If you’re anywhere around my age, I’m sure you have a bunch of photos of your parents and grandparents that have seen better days (the photos, not your ancestors). Anyhow, you can now take those old, scratched, crinkled, and torn prints and restore them without any prior Photoshop knowledge.
A neural network called GFP-GAN (Generative Facial Prior-Generative Adversarial Network) restores your old and damaged photos with impressive speed and accuracy. But just like all AI-based tools, this one has downsides as well. So, let’s check out the good and the bads and see what it has to offer.
Louis Bouchard drew our attention to the tool in a blog post he wrote about it. Of course, there’s also a research paper where you can read about this model in more detail. Put briefly, when you add your image to GFP-GAN, it creates merely a guess of the face of a person in the photo. However, in the majority of cases, they seem pretty darn close to the original image.
The AI tries to understand what’s in the photo and then add pixels or fill in the gaps. Unlike other similar models, GFP-GAN focuses on important facial features like eyes and mouth. Finally, there is a comparison of the resulting image with the original to see if there’s still the same person in both – which leads us to one of the biggest weaknesses of the technology.
Conventional image restoration methods use different technology to recreate damaged or blurry images and create new ones. However, this often results in low-quality images. GFP-GAN uses a pre-trained version of an existing model (NVIDIA’s StyleGAN-2) to inform the team’s own model at multiple stages during the image generation process.

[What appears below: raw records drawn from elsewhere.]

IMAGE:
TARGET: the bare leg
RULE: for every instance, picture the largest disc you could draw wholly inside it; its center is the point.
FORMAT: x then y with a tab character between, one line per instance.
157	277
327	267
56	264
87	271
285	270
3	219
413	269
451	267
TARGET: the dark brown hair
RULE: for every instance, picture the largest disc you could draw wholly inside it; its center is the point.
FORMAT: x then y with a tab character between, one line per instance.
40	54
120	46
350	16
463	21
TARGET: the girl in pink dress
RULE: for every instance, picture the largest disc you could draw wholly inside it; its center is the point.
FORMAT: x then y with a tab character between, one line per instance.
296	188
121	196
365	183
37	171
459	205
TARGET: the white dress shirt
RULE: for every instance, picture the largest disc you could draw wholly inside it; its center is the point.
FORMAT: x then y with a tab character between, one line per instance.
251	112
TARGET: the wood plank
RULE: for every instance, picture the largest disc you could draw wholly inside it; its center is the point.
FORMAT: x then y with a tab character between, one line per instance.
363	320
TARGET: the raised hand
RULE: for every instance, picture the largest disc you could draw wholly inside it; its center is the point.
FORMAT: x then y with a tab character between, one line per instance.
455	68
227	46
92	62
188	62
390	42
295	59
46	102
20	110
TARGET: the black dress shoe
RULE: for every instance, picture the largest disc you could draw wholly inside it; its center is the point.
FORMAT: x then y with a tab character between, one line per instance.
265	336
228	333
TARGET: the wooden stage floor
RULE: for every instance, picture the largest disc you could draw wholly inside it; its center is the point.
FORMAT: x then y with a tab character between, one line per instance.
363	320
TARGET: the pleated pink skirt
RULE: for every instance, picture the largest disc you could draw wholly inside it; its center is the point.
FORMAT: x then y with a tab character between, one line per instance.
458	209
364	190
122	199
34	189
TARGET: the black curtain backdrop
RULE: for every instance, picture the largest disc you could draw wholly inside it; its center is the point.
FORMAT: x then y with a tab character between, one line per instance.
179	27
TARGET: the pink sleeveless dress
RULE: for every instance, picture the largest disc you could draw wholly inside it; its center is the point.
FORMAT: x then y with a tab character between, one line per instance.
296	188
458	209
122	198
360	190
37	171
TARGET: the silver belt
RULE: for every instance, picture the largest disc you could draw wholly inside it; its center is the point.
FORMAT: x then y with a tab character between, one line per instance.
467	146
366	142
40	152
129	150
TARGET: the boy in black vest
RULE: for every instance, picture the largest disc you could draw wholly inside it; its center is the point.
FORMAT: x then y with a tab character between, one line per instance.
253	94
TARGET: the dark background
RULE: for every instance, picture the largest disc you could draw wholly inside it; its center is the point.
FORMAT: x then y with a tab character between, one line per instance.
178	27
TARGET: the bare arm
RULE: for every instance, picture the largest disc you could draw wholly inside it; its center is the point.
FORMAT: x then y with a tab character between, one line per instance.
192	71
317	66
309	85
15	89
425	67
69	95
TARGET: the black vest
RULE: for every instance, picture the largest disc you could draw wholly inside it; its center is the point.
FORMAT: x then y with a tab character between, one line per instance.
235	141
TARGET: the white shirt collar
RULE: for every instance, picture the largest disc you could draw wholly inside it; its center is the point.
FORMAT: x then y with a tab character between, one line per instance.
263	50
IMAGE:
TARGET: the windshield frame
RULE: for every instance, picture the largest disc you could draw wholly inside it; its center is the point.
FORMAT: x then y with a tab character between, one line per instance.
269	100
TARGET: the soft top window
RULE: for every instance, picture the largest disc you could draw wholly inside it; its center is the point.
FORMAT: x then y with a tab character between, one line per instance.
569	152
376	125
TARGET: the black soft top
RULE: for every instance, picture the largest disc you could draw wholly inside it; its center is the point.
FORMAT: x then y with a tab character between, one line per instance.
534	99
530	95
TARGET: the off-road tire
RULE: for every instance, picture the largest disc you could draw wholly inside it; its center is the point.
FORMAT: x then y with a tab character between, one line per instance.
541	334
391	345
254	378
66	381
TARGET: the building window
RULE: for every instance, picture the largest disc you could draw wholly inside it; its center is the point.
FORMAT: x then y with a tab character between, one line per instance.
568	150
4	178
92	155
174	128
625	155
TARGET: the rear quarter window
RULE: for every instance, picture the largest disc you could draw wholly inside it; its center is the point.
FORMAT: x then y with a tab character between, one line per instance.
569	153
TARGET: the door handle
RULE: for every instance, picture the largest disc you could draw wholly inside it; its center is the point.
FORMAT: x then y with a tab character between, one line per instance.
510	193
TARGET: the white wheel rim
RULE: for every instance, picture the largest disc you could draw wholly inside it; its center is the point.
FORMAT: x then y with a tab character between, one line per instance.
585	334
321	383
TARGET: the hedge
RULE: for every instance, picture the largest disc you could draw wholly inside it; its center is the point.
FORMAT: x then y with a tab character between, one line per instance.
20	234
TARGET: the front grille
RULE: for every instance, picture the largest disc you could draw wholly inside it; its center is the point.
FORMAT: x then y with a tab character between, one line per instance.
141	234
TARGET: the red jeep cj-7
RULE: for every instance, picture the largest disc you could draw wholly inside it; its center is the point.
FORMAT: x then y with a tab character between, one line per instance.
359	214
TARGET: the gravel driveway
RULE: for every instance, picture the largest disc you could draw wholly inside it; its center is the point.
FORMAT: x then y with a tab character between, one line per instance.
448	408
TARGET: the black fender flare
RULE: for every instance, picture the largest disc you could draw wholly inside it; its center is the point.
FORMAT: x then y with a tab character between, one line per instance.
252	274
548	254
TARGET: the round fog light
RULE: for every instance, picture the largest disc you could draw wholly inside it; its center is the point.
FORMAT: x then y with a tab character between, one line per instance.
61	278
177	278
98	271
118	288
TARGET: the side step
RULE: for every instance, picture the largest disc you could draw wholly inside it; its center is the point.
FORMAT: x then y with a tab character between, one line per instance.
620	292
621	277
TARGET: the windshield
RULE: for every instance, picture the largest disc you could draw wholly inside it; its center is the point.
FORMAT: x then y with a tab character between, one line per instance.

This is why the identity of people in photos remains preserved.
Still, the points out some weaknesses of the approach. The resulting images may not be very sharp sometimes, some outputs are unnatural, and there’s still a slight change of identity possible. We simply can’t be sure that the reconstructed image will be the same as the original, it is impossible. “The image will look just like our grandfather if we’re lucky enough,” Louis says, “but it may as well look like a complete stranger.” While the results are remarkable nevertheless, this is something to keep in mind when using AI tools like this. If you’d like to test out GFP-GAN, you’ll find it on GitHub.